MIN_BY and MAX_BY Functions in Snowflake

Spread the love

MIN_BY and MAX_BY Functions in Snowflake

MIN_BY and MAX_BY are aggregate functions in Snowflake that calculate the minimum or maximum value of a column and return the value of another column in that row.

Syntax

MIN_BY( <column_1>, <column_2> [ , <maximum_number_of_values_to_return> ] )
MAX_BY( <column_1>, <column_2> [ , <maximum_number_of_values_to_return> ] )

Arguments

Requiredcolumn_1Column whose value is to be returned
column_2Column on which the min or max aggregation is performed
Optionalmaximum_number_of_values_to_returnConstant number specifying the maximum values to be returned.

Implementation and Use Cases with examples

Let us understand the implementation and use cases of these functions using the following sample SALES data set.

----------------------------------------------
|"PRODUCT_ID"  |"SALE_DATE"  |"SALE_AMOUNT"  |
----------------------------------------------
|101           |2024-01-01   |200.00         |
|101           |2024-01-02   |150.00         |
|101           |2024-01-03   |220.00         |
|102           |2024-01-02   |190.00         |
|102           |2024-01-03   |155.00         |
|102           |2024-01-04   |160.00         |
|103           |2024-01-03   |300.00         |
|103           |2024-01-04   |330.00         |
|103           |2024-01-05   |310.00         |
----------------------------------------------

For example, if we wanted to calculate the value of the least sale amount, we could use the MIN(SALE_AMOUNT) expression to calculate the value.
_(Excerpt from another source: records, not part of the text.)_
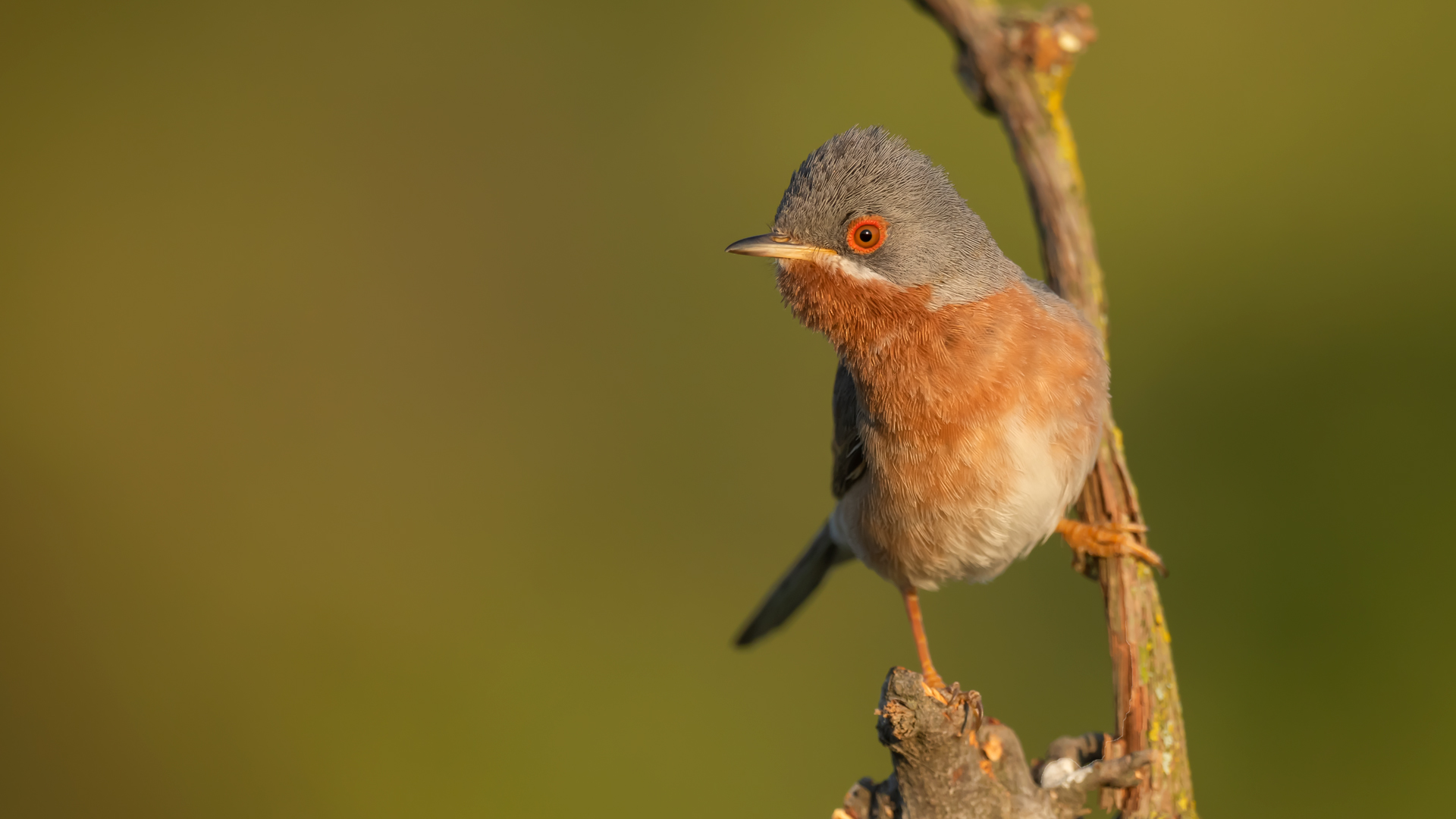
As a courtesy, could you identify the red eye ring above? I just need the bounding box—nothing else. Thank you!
[845,215,890,255]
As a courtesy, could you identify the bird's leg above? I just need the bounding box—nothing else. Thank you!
[1057,519,1166,571]
[900,586,945,692]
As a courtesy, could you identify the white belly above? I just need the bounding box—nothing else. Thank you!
[830,410,1100,588]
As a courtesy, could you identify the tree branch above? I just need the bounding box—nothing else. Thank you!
[919,0,1197,817]
[834,667,1153,819]
[836,0,1197,819]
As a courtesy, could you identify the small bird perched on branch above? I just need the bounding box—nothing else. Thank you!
[728,128,1160,689]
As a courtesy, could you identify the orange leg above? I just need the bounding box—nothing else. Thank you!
[900,587,945,691]
[1057,520,1166,571]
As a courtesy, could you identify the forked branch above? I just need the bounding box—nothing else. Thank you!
[840,0,1197,819]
But if, instead, we wanted to return the SALE_DATE on which the least sale was registered, it would be a multi-step process, first to calculate the minimum sale amount, and then to find the date based on that minimum value.

MIN_BY and MAX_BY functions are designed to handle exactly such scenarios, simplifying the process by avoiding the multi-steps involved.  

Example-1:

The following SQL statement returns the SALE_DATE on which the least sale was registered.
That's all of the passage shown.